Reader Conor sends a link to a must-read Commonweal essay from Andrew Bacevich, the retired colonel and professor of international relations. He's a conservative, but has long been a critic of the Iraq War. In this long, wide-ranging essay, Bacevich warns that the United States is in danger of losing the Republic because of cultural decadence combined with a crusading pridefulness that refuses to acknowledge the limits of our own power to remake the world to suit us. This is the fault of both left and right, in Bacevich's view (which is the same view I put forth in "Crunchy Cons"). Here's a key passage:

During the same postwar period, but especially since the 1960s, the nation’s abiding cultural preoccupation focused on reassessing what freedom actually means. The political project was long the exclusive preserve of the Left (although belatedly endorsed by the Right). From the outset, the cultural project has been a collaborative one to which both Left and Right contributed, albeit in different ways. The very real success of the political project lies at the heart of the Bush administration’s insistence that the United States today offers a proper model for other nations-notably those in the Islamic world-to follow. The largely catastrophic results of the cultural project belie that claim. [Emphasis mine -- RD.]

The postwar political project sought to end discrimination. The postwar cultural project focused on dismantling constraints, especially on matters touching however remotely on sexuality and self-gratification. “Men are qualified for civil liberty,” Edmund Burke once observed, “in exact proportion to their disposition to put moral chains upon their appetites.” In the aftermath of World War II, Americans rejected that counsel and set out to throw off their manacles. Freedom came increasingly to imply unfettered self-indulgence.

The Left contributed to this effort by promoting a radical new ethic of human sexuality. Removing chains in this regard meant normalizing behavior once viewed as immoral, unnatural, or inconsistent with the common good. On the cutting edge of American culture, removing impediments to the satisfaction of sexual desire emerged as an imperative.

Laws, traditions, and social arrangements impeding the fulfillment of this imperative became obsolete. As a direct consequence, homosexuality, abortion, divorce, out-of-wedlock pregnancies, and children raised in single-parent homes-all once viewed as problematic-lost much of their stigma. Pornography-including child pornography-reached epidemic proportions. Pop culture became a titillating arena for promoting sexual license and celebrating sexual perversity. And popular music became, in the words of cultural critic Martha Bayles, a “masturbatory fantasy.”

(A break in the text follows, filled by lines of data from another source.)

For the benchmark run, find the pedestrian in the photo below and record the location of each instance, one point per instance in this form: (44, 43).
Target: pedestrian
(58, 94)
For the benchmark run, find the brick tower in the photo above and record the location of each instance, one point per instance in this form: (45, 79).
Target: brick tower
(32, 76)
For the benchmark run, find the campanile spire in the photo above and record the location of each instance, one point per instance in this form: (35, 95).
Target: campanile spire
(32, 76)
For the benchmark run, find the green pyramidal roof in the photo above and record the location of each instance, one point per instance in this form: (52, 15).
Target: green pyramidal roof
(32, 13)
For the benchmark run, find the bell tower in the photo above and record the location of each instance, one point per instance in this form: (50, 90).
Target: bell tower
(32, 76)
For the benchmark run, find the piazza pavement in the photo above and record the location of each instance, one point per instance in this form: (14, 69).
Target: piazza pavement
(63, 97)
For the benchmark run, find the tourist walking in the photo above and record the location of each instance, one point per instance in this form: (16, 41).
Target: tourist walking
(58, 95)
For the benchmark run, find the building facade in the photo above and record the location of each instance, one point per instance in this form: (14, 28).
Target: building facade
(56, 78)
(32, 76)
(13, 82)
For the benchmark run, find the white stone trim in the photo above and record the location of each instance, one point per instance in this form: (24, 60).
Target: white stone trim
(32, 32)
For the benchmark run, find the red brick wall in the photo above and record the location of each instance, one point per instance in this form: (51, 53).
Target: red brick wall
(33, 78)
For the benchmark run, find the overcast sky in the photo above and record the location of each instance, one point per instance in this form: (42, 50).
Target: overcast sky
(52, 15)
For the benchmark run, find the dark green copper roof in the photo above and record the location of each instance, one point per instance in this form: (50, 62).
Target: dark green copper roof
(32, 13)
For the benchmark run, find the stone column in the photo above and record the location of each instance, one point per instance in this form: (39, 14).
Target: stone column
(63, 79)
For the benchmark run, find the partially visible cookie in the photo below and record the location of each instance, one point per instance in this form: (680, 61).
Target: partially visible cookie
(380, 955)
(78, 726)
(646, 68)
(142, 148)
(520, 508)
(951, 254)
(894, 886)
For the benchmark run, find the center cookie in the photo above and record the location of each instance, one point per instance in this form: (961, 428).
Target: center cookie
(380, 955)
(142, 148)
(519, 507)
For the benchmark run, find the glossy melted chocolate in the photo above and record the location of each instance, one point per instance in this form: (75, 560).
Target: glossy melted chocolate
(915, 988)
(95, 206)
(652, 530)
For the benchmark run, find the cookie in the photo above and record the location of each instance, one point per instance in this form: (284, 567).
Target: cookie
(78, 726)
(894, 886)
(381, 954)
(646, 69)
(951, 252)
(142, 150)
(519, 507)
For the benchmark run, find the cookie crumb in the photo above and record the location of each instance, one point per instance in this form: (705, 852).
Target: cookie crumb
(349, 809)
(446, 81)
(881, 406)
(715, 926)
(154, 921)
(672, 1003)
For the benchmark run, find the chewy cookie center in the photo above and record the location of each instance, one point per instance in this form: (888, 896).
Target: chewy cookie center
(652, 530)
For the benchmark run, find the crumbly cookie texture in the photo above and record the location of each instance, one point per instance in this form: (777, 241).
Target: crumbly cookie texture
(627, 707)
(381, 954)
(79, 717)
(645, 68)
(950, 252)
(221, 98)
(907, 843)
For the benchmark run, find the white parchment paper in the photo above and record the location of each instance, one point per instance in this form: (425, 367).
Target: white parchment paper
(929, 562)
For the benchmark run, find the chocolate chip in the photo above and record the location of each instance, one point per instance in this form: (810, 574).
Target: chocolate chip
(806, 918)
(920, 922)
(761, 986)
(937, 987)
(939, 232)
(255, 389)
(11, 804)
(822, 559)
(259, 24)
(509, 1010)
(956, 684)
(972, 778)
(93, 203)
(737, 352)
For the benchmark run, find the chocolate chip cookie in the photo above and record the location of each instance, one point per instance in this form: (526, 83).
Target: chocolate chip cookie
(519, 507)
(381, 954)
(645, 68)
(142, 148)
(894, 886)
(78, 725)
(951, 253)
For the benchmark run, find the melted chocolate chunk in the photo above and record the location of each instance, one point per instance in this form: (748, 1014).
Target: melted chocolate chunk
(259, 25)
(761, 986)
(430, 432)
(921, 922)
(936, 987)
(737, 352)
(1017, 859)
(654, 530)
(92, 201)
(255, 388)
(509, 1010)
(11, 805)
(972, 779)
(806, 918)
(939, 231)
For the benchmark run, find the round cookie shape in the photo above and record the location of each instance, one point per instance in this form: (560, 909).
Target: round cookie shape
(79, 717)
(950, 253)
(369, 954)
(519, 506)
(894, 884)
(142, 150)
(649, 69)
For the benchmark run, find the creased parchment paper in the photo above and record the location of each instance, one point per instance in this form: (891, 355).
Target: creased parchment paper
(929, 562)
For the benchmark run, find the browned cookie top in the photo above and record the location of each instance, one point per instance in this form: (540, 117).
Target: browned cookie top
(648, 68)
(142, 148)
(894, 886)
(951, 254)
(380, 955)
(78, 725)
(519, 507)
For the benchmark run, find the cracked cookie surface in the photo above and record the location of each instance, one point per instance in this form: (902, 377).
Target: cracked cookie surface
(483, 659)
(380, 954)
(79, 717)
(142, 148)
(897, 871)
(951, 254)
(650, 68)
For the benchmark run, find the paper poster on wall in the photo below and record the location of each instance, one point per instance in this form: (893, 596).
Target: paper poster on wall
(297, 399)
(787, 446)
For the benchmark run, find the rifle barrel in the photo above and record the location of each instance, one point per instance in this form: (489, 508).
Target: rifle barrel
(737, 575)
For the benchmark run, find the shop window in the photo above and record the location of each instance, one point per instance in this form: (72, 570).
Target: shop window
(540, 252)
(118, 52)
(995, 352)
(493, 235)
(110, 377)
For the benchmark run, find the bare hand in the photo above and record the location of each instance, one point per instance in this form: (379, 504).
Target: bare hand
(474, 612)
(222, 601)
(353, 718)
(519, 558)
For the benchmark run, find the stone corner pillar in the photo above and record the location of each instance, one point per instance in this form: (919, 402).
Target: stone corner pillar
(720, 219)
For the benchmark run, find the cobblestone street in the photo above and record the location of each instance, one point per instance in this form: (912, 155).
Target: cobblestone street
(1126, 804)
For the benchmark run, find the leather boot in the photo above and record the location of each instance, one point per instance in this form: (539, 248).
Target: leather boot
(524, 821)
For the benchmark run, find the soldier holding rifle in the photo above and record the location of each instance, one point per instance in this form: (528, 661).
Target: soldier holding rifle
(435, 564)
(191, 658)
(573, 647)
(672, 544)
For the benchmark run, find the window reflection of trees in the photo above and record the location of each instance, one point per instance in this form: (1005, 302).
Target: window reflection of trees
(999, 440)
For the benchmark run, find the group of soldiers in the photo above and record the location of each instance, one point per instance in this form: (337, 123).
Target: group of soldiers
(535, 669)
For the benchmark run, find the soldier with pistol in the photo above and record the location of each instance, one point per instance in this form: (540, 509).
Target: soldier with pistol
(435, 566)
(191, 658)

Some Americans lament this revolution. Many others view it as inevitable or necessary or positively swell. Regardless, the foreign-policy implications of the sexual revolution loom large. The ideals that President Bush eagerly hopes to propagate throughout the Islamic world-those contained in Jefferson’s Declaration and in the Bill of Rights-today come packaged with the vulgar exhibitionism of Madonna and the debased sensibility of Robert Mapplethorpe.

Note, however, that the metamorphosis of freedom has had a second aspect, one that has proceeded in harmony with-and even reinforced-the sexual revolution. Here the effect has been to foster a radical new conception of freedom’s economic dimension. Increasingly, during the decades of the postwar boom, citizens came to see personal liberty as linked inextricably to the accumulation of “stuff.”

Here, the enthusiasm for throwing off moral chains came from the Right. The forces of corporate capitalism relentlessly promoted the notion that liberty correlates with choice and that the key to human fulfillmen t (not to mention sexual allure and sexual opportunity) is to be found in conspicuous consumption-acquiring a bigger house, a fancier car, the latest fashions, the niftiest gadgets.

By the end of the twentieth century, many Americans had concluded, in the words of the historian Gary Cross, that “to consume was to be free.” The events of 9/11 did not dislodge that perception. In early 2006-with the nation locked in what President Bush insisted was an epic confrontation with “Islamofascism”-an article in the New York Times Magazine posed the question “Is Freedom Just Another Word for Many Things to Buy?” In the conduct their daily affairs, countless Americans, most of them oblivious to Bush’s war, answer that question in the affirmative.

Along the way, consumption eclipsed voting or military service as the nearest thing to an acknowledged civic obligation. If citizenship today endows “the sovereign shopper with the right to select from store shelves,” Cross comments, it also imposes “the duty to spend for the ‘good of the economy.’” Americans once assessed the nation’s economic health by tallying up the output of the nation’s steel mills or the tons of bullion locked away in Fort Knox. Today, consumer demand has emerged as the favored metric of overall economic wellbeing. In recent years “Black Friday” has taken its place among notable dates on the national calendar-the willingness of consumers to open their pocketbooks on the day after Thanksgiving having become a key indicator of economic vigor. Woe betide the nation, should holiday shoppers spend less this year than last.

American globalism did little to foster this radical change in American culture. But the cultural revolution-both the sexual liberation demanded by the Left and the conspicuous consumption promoted by the Right-massively complicates our relations with those beyond our borders, who see our reigning conceptions of freedom as shallow and corrosive.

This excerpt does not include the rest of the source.